There is a growing need to have language metadata readily and efficiently available in different places inside and outside MediaWiki:
* {T74153}
* {T187599}
== Definitions
The metadata in this context means information about languages that are often required to handle languages but are not exactly about localisation. There is often need to have the language metadata efficiently available for a large set of languages. Currently the metadata consists of:
* language autonym (for language lists)
* writing direction (for language lists, for displaying text tagged in a particular language)
* writing script (for ULS language lists, possibly for fonts too)
* regions where language is spoken (for ULS language lists, automatic language selection/suggestion with GeoIP)
* fallback languages (for the fallback system to work without creating a circular dependency)
== Description of issues
What we currently have in MediaWiki is only autonyms (Names.php) accessible via `Language::fetchLanguageNames( Language::AS_AUTONYMS )`. Writing direction and fallbacks are only available only by constructing appropriate Language objects or using `Language::getLocalisationCache()->getItem()`. This causes a related problem, that in order to set fallbacks or writing direction for a language, MessagesXX.php must be created, which again makes the language available for selection as an interface language in Special:Preferences.
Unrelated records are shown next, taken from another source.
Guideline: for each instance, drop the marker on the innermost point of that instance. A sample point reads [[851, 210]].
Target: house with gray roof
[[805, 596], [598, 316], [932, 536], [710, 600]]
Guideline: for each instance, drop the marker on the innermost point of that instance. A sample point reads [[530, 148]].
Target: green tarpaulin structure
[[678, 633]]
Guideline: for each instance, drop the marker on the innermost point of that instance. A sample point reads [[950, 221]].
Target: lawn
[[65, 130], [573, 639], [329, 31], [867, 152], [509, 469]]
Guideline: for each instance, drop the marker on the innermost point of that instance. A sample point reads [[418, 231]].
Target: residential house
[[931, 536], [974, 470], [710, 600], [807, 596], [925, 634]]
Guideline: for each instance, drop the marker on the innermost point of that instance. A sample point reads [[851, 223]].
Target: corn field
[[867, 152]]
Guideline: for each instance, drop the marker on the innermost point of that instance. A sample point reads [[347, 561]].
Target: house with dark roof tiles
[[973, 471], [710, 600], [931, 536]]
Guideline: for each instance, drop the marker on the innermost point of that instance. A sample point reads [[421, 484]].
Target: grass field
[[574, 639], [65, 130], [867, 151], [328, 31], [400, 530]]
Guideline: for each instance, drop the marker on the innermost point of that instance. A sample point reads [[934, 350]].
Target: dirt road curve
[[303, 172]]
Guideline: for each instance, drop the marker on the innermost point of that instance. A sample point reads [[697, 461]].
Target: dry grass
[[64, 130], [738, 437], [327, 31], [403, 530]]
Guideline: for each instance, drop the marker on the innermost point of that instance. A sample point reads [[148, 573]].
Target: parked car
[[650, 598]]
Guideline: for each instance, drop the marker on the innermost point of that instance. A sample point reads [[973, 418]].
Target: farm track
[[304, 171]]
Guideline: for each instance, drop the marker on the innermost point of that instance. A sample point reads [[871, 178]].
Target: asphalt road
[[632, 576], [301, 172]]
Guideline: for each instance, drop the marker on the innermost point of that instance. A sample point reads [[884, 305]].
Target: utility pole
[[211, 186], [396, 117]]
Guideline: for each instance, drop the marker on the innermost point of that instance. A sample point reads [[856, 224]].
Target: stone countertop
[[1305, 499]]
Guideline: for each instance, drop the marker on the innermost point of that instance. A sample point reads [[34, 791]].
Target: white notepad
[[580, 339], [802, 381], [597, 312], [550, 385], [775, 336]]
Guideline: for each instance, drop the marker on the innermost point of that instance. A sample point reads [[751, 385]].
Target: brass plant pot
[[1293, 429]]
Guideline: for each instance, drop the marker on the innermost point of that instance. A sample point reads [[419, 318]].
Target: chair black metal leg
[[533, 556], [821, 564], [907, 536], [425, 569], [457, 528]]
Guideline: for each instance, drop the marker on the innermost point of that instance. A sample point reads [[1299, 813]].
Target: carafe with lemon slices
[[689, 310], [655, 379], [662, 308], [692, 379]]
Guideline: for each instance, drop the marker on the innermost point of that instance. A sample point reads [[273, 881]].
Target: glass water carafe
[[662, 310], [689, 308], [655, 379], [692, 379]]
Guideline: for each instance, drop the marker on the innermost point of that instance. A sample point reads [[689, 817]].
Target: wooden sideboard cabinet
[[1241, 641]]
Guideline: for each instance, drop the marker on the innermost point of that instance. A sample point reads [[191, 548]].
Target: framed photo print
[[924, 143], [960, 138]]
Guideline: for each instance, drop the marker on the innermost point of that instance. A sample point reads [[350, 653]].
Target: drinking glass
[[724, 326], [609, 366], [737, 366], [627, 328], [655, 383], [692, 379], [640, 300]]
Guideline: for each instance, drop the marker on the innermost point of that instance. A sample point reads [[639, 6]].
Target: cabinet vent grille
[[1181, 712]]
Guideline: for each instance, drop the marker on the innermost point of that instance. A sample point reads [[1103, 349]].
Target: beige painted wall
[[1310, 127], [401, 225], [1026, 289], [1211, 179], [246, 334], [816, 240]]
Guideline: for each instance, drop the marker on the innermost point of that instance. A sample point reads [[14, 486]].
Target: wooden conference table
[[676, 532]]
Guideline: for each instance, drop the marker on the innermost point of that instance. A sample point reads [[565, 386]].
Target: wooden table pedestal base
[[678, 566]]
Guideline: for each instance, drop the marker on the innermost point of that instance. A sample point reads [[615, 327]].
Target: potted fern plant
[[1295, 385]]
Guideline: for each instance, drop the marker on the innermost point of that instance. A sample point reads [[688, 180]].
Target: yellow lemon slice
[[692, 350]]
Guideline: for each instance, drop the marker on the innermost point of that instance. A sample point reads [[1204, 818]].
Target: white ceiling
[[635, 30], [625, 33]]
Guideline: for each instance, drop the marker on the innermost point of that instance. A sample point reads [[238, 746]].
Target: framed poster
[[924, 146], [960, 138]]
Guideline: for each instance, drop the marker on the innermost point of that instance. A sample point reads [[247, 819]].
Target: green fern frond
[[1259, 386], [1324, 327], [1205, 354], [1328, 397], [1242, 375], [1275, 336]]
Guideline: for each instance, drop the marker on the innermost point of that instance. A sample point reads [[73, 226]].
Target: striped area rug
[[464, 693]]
There is need to have this information available without making languages available as interface languages.
An existing database for that is https://github.com/wikimedia/language-data/ which already contains all of the above except language fallbacks.
Currently we have an overhead of updating the language metadata in multiple places: language-data itself, jquery.i18n (fallbacks), jquery.uls (copy of language-data), UniversalLanguageSelector extension (copy of jquery.uls and jquery.i18n) and MediaWiki core (Names.php, MessagesXX.php).
== Proposed implementation plan
To make the language metadata easy to use, and to reduce overhead of updating data in multiple different places the following actions are proposed:
=== 1. Make language-data installable a proper library
* Make it installable via composer and/or npm
* Make proper releases
* Consider moving it to Gerrit
=== 2. Bring language-data to MediaWiki core
* Add the library as dependency
* Decide which format to use (YAML or JSON)
* Determine if additional caching or formats are required for performance (e.g. store as PHP code)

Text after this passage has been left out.